Thank you so much i really appreciate it

chiheb nouri • Mar 23 '24

first of all thank you for beging so helpful.i have a problem.i downloaded your code and tried to run it with webserver exetention in vscode but only the video work with no detections and when i clicked inspect elements in the browser i got this error:Error: no available backend found. ERR: [wasm] RuntimeError: indirect call to null, [cpu] Error: previous call to 'initializeWebAssembly()' failed., [xnnpack] Error: previous call to 'initializeWebAssembly()' failed.

Andrey Germanov • Mar 23 '24 • Edited

From time to time, Microsoft updates the ONNX runtime library without worrying about backward compatibility. This problem already discussed here before. To solve it, ensure that the version of the "ort.min.js" that you import matches the version of "ort-wasm-simd.wasm" binary that you downloaded. Do the following:

1 Download the last ort-wasm-simd.wasm file from here: cdn.jsdelivr.net/npm/onnxruntime-w...

2 Ensure that you load the last version of the "ort.min.js". The first line of the "worker.js" should be:

importScripts("https://cdn.jsdelivr.net/npm/onnxruntime-web/dist/ort.min.js");

3 Perhaps, you will need to restart live server to apply these changes.

chiheb nouri • Mar 23 '24 • Edited

Thank you so much it worked but i still have 2 problems.i tried using my webcam and its very slow.how can we optimize it?i want to count detections after they pass a line(i did that in python with opencv when i was using flask before i saw your solution) how can put that logic in your solution?thank you

Andrey Germanov • Mar 25 '24 • Edited

Hi, not sure how you can dramatically increase the YOLOv8 inference speed without GPU.

To count detections that passed a line, you need to use a simple geometry. If you have coordinates of detected box [x1,y1,x2,y2] for each frame and if you have coordinates of the line [x1,y1,x2,y2], you can calculate the intersection and see if the detected box passed it or not.

h-pozuelo • Jun 2 '23

Hello, I read on the onnx webpage that with the onnxruntime-web we can use webgl or wasm.
On your project you re using wasm.
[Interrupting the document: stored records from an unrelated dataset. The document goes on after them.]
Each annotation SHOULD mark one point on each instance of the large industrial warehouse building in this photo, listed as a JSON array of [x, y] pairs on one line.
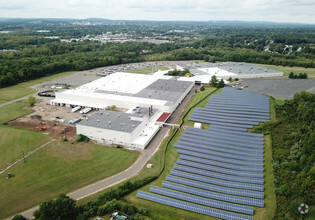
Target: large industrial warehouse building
[[202, 72], [145, 98]]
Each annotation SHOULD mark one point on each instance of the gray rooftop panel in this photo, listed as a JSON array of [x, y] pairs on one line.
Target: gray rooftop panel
[[111, 120]]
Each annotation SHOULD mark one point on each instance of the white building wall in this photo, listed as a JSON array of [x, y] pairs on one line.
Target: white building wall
[[96, 102], [115, 137]]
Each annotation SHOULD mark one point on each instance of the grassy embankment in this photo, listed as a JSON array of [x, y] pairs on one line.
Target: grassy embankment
[[161, 211], [296, 70], [147, 70], [60, 167], [270, 196], [23, 89]]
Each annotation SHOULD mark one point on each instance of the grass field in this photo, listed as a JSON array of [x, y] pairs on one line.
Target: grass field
[[199, 96], [147, 70], [270, 196], [161, 211], [12, 111], [22, 89], [60, 167], [14, 140], [158, 158], [296, 70]]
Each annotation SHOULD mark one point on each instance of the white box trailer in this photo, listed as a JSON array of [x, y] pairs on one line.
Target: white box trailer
[[85, 110], [75, 109]]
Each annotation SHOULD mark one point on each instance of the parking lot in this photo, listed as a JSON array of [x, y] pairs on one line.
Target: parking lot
[[83, 77], [281, 88]]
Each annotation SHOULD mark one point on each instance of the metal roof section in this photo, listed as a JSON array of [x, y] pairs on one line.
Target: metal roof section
[[221, 167], [163, 117], [228, 68], [117, 121], [161, 89]]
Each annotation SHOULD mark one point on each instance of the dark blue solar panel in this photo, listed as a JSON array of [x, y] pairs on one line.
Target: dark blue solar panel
[[219, 169], [221, 164], [214, 195], [221, 159], [248, 186], [202, 200], [192, 207], [219, 144], [217, 110], [220, 119], [213, 139], [218, 175], [238, 116], [228, 150], [243, 140], [212, 152], [228, 130], [215, 188]]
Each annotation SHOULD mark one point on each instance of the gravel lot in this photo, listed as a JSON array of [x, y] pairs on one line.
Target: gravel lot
[[281, 88]]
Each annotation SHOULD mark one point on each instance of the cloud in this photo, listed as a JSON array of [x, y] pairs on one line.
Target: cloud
[[261, 10]]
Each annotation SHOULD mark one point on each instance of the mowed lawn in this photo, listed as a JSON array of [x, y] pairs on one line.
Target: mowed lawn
[[296, 70], [22, 89], [147, 70], [60, 167], [15, 140]]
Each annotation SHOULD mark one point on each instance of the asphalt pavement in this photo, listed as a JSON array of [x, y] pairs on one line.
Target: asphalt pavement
[[131, 171]]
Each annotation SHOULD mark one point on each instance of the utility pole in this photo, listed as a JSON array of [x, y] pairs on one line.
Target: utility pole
[[23, 156]]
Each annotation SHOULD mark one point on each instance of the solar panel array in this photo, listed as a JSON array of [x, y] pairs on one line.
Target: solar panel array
[[220, 170]]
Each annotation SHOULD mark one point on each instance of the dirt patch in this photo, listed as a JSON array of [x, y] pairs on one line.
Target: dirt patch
[[55, 129], [68, 151]]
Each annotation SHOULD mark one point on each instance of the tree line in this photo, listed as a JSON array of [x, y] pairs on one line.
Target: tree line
[[293, 152]]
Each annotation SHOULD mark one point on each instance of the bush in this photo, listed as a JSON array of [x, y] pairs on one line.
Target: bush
[[19, 217], [62, 208], [82, 138], [31, 100]]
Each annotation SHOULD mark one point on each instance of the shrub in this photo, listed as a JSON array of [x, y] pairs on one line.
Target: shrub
[[82, 138]]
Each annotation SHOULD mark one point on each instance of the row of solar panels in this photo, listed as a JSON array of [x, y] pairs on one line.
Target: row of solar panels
[[218, 175], [192, 207], [231, 108], [221, 167], [215, 188], [214, 195], [216, 136], [219, 182], [232, 167]]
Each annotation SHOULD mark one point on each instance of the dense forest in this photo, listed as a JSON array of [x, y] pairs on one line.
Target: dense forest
[[34, 48], [293, 149]]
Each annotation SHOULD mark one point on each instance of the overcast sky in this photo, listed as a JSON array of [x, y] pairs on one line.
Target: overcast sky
[[302, 11]]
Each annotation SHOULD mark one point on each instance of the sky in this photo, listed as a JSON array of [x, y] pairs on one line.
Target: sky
[[297, 11]]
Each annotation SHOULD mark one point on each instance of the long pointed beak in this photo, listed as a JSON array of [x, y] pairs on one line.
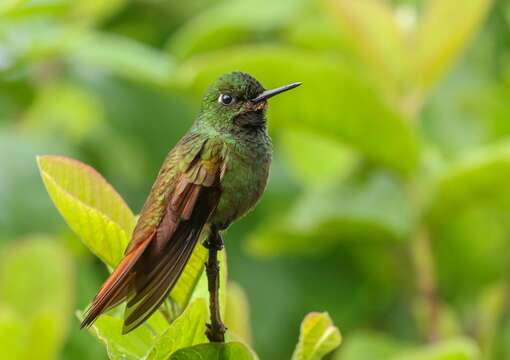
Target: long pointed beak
[[270, 93]]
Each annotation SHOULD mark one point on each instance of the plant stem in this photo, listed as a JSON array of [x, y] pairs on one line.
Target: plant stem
[[216, 329], [426, 281]]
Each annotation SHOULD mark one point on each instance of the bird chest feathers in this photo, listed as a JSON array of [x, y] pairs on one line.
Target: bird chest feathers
[[245, 179]]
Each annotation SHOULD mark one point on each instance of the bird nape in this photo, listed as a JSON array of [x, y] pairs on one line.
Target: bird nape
[[214, 175]]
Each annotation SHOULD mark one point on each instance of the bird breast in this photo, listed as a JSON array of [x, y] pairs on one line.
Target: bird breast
[[244, 181]]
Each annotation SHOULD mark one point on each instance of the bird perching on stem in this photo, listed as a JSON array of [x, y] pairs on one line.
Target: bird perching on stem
[[214, 175]]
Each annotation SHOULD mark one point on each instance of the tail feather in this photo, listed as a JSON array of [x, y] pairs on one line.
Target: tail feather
[[116, 287]]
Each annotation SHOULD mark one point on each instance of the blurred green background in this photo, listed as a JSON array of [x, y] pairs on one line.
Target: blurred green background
[[389, 199]]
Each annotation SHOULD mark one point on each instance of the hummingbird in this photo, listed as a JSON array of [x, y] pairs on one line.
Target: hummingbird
[[213, 176]]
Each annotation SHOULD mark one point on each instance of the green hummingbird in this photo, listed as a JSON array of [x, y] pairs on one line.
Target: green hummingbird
[[213, 176]]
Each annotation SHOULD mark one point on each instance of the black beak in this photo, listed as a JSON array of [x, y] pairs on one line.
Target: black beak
[[270, 93]]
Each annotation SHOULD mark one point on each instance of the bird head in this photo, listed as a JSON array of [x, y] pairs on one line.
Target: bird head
[[238, 101]]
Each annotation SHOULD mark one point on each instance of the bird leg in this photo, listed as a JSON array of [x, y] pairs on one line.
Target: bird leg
[[216, 329]]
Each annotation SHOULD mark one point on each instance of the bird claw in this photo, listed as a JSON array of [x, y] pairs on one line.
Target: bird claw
[[215, 332]]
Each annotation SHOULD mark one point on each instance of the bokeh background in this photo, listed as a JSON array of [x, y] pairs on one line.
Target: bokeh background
[[389, 200]]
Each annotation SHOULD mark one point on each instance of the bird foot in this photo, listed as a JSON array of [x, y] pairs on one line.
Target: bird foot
[[214, 242], [216, 332]]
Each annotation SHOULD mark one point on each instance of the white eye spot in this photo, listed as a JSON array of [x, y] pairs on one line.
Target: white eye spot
[[226, 99]]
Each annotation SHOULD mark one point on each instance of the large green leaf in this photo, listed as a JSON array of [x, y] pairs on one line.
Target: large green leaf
[[122, 56], [318, 337], [131, 346], [437, 48], [11, 334], [76, 113], [215, 351], [189, 279], [478, 179], [237, 312], [97, 213], [187, 330], [302, 149], [90, 205], [35, 289], [368, 345], [87, 48], [374, 210], [332, 101], [229, 23], [373, 31]]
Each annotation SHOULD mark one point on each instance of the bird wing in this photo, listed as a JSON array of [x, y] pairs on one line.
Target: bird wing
[[182, 199]]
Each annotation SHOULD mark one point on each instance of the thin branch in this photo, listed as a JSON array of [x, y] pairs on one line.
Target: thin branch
[[426, 282]]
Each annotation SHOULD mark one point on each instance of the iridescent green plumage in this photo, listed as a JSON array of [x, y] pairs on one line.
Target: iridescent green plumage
[[215, 174]]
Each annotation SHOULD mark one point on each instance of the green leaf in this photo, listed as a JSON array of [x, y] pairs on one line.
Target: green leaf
[[318, 337], [367, 345], [478, 179], [36, 285], [201, 289], [455, 349], [229, 23], [237, 312], [187, 330], [97, 213], [216, 351], [86, 48], [11, 334], [122, 56], [438, 49], [302, 150], [90, 206], [373, 31], [328, 84], [374, 210], [187, 283], [76, 113], [36, 275], [131, 346]]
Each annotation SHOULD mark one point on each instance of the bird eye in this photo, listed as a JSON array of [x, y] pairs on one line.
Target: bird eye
[[226, 99]]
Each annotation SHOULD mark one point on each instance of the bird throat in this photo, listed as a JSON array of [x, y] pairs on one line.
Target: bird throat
[[251, 120]]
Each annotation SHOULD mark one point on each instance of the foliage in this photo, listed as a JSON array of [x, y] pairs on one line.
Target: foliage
[[387, 204], [94, 210]]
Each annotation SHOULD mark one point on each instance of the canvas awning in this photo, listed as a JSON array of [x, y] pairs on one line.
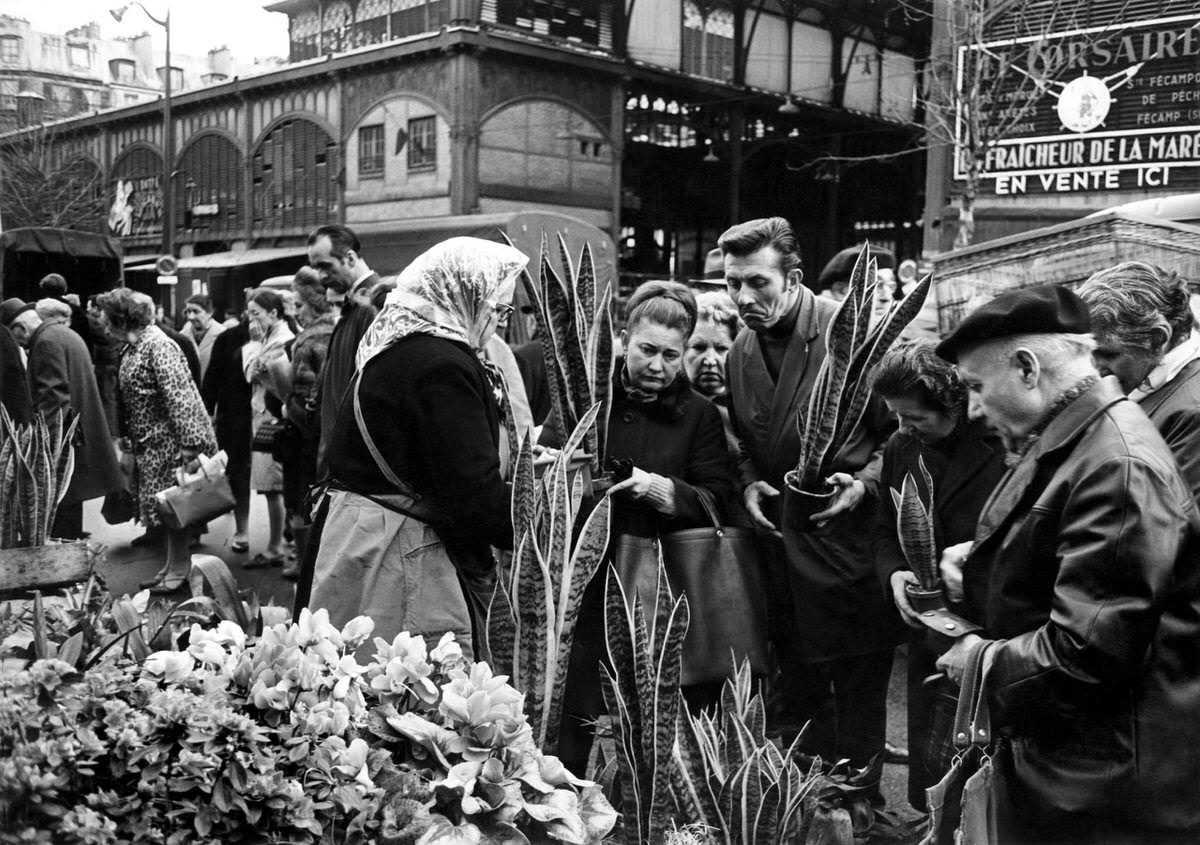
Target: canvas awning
[[60, 241]]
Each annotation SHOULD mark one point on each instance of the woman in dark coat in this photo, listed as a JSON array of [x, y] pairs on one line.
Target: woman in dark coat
[[965, 461], [227, 399], [1143, 322], [672, 441], [417, 498]]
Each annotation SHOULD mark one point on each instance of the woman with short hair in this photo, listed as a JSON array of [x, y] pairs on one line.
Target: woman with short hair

Do you know how can I use WebGL for pre-proccess?

Andrey Germanov • Jun 2 '23 • Edited

I did not use it in practice, because WebGL is not enough stable, it does not support all operators. It did not work with YOLOv8 model when I tried.

In general, you can try it when construct the model this way:

const model = await ort.InferenceSession.create('yolov8n.onnx',
{
executionProviders: ['webgl']
}
)

Foxconn.AI Tuan Anh • Sep 28 '23

I also face error when using webgl. Dont know how to solve :)

Andrey Germanov • Sep 28 '23 • Edited

No, YOLOv8 model has operators that not supported in ONNX WebGL implementation (at least in current version).

h-pozuelo • Jun 2 '23

with the same file .wasm?

Andrey Germanov • Jun 2 '23

.wasm file not required for WebGL

h-pozuelo • Jun 1 '23

By the way, have you worked with tfjs format model exported from a Yolov8 model?
I don't know how to interpret the output tensor I got.
Thats because ONNX2tf export all info (bbox, score, class, ...) on just a tensor (not an array of tensors). So I'm unable to read it, I can't understand it.